次に千里は貴司のお母さん・保志絵さんに連絡した。本来は貴司が連絡すべき所なのだが、貴司はどう説明したらいいか分からない、などと言っているので、千里が話すことにしたのである。
「え?貴司、美映さんと離婚したの?」
「昨日離婚しました。即結婚してもいいのですが、離婚即結婚は節操が無さすぎるのではないかということで、半年後くらい、今考えているのは貴司さんの誕生日の、2021年6月25日に婚姻届を出そうかと」
「じゃ、千里ちゃん、貴司のお嫁さんになってくれるの?」
「はい。本来は2012年に結婚しようと言ってあの時、婚姻届の証人欄まで、お父さんに署名して頂いたのに、紆余曲折で8年遅れになってしまいました」
「あんた苦労させたね」
「いえ。私もその間に別の男性と結婚したし」
「貴司と結婚してくれるなら大歓迎よ!」
と保志絵さんは言った。
「ただ、済みません。あれこれ紆余曲折の後遺症で、実は私の長年の恋人とも同居して3人同棲状態になる予定なんです」
「え〜〜!?他の男の人も同居するの?」
「いえ、女性です。2011年来の私の同居人なんですよ」
「あ、桃香ちゃんか!」
「はい、そうです」
「あの子、千里ちゃんと恋人だったんだ?」
「私、貴司さんとも高校時代結婚式を挙げたけど、実は桃香とも私が貴司さんに2012年に振られた後、結婚式を挙げていたんですよね。ですから、私って、川島さんまで入れると×3(ばつさん)なんですよ」
「それなら貴司も、千里ちゃんと阿倍子さんと美映さんとで同じ×3だわ」
「ええ。ですからお母さんの前でこんなこと言ったら怒られるでしょうけど、割れ鍋に綴じ蓋で」
すると保志絵さんが沈黙したので怒らせたかなと思ったのだが、やがて言った。
「それって性的な意味でもそうだよね? 貴司って、あの子、EDでしょ?」
「実は貴司さんは私とだけセックスできるんです」
「え〜〜!?」
「昨夜、念のためちゃんとできることを確認しましたよ」
「ほんと!?」
その間、桃香は季里子の家に“帰宅”していたのである。
「たぶん精神的なものでしょうね。

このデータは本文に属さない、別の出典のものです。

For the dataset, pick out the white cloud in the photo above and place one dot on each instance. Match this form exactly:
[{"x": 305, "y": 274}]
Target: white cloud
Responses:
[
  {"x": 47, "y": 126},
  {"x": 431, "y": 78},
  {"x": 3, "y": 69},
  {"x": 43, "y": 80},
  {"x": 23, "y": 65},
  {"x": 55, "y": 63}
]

本人の弁によれば貴司さんがセックスできたのは、私と緋那さんだけらしいです」
「え?じゃ、あの子、阿倍子さんや美映さんとは?」
「どちらとも、結婚してたのにその間1度もセックスできなかったらしいです。自業自得だと思いますけど」
「ちょっと待って。京平は体外受精と聞いたけど、緩菜は?」
「どうやってできたのか本人たちも分からないそうです」
「ね、緩菜って本当に貴司の子供なの?」
「お母さん。こんなこと多分信じないですよね?」
「うん?」
「実は京平も緩菜も私が産んだんですよ」
保志絵さんはしばらく考えていた。
「いや、多分そうだと思っていたよ。それを信じる」
「ありがとうございます」
保志絵は桃香の同居の件については目を瞑ると言い、近い内に千里と会いたいと言っていた。また貴司の父には自分から伝えると言ってくれた。
その後、貴司の2人の妹、理歌・美姫に各々、やはり千里が連絡したが、貴司と千里の結婚については2人とも大歓迎と言い、桃香との同居についても、「あ、そのくらい良いですよ。兄貴も散々浮気したんだから」と言っていた。